Take the last sale in Oak Bay along Monterey Avenue. Originally listed at $1,995,000. 596 days listed and finally sells at $1,400,000. How can a contractor misjudge the market by that much!?

When you build a house you have to declare a value for the building permit. BC Assessment has that information when its compiling the rolls. So it isn't difficult to guess which homes are selling below cost.

No mania. Yo want to see what mania is - go out to the Westshore


What the homes sell below original asking price is almost completely irrelevant. You are making a false assumption that if something sells $200,000 below original asking the builder has lost money.

For example, if the Morley homes sold hypothetically for 950k you would note that the price dropped 200k; however, I would note that 950k would be the highest selling price ever in the neighbourhood by 100k.

The declared value of the permit is the a useless in terms of gauging anything.

This is how things work in real life. Permit fees = huge. Permit fees = based off a percentage of declared permit value in the majority of municipalities. How accurate do you think the declared value is?

Johnny-Dollar said...

I'm making the assumption that if the properties sells below assessed value the builder has sold at a loss.

How accurate do I consider the declared value? My assumption is that the declared value would be on the low side. Still reasonable - but on the low side. And that just underscores my reasoning that if the property sells below assessed value - it likely sold below builder's total cost.

Those large differences between list and sale price point more to an inexperienced real estate agent and/or builder.

But - I'll make it easy for you. Not including subdividing a lot into 2 or 3 lots because then your just trying to F%^ around.

-You can't buy a property in Oak Bay today, build a spec home and sell at a profit.
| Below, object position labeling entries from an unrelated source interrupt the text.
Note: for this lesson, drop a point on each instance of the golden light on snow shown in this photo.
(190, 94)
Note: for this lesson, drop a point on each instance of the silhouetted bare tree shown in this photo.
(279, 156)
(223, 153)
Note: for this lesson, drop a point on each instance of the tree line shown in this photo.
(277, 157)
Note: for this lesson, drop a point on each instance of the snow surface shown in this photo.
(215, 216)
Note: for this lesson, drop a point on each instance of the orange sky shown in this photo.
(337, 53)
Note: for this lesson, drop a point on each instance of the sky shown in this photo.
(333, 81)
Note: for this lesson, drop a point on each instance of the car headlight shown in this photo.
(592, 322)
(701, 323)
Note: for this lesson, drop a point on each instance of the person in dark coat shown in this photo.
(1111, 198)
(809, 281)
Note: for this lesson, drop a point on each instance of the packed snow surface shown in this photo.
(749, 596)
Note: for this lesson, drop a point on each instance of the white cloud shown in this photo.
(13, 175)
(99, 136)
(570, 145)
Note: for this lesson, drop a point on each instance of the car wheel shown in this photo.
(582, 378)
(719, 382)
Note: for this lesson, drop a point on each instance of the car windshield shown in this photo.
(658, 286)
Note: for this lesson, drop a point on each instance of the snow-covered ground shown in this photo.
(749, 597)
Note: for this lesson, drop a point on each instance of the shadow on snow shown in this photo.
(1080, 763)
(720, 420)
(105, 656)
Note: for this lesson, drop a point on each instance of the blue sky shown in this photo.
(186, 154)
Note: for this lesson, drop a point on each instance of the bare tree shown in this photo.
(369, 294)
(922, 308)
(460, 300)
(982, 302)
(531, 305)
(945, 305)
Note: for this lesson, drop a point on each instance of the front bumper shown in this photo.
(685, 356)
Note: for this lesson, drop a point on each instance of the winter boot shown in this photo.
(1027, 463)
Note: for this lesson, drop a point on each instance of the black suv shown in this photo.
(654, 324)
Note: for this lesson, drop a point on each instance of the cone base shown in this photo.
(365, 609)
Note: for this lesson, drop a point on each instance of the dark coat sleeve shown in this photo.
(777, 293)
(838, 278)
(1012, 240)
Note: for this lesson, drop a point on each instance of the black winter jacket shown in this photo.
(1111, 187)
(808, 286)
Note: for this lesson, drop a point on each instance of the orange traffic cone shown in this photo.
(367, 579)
If you could, then the builders would be burning diesel and crushing the old shacks street by street.

And that just ain't happening.

Marko said...

Using assessments is pretty much useless in my opinion when it comes to new homes.

2529 Shakespeare - sold for $859,900 and assessment $731,000.

2636 Scott Street - sold for $821,500 and assessment is $752,000.

Both have identical lots and land value component ($366,000) but 2636 Scott Street has a higher attributed improvement value when in reality 2529 Shakespeare has the superior improvements (reason it sold for almost 40k more).

You could throw 100k in custom millwork at a brand new home and the improvement value would not change.

The other variable you can't count on with brand new homes in the near term is you don't know if the assessment is reflective of a 100% completed home or maybe they did it when it was 50% or 60% completed.

You can't buy a property in Oak Bay today, build a spec home and sell at a profit.

I disagree with that. Just look at 893 Victoria Ave. If you wait for the right teardown there is potential to make money. There isn't enough of a margin to tear down anything livable but there is on run down homes.

Leo S said...

Take the last sale in Oak Bay along Monterey Avenue. Originally listed at $1,995,000. 596 days listed and finally sells at $1,400,000. How can a contractor misjudge the market by that much!?

Totally agree. It doesn't mean they lost money at $1.4M, but they definitely didn't expect that price. They didn't list their house for half a million too much because they enjoy carrying the financing for almost 2 years. The market sucks and maybe some people are making money on a few individual builds, but the idea that there is a mania is laughable.

Marko said...

and for that Monterey example you have Cadboro Bay. Asking $1,998,000 and sold for $2,000,000 under construction. Builder won't have to carry any financing post construction.

Marko said...

I do agree with Jack that in probably 50% of situations owner-builders don't allow prices on tear downs in Oak Bay to drop enough to the point where a builder can make a decent margin spec. I think that is why we see a mix of custom and spec.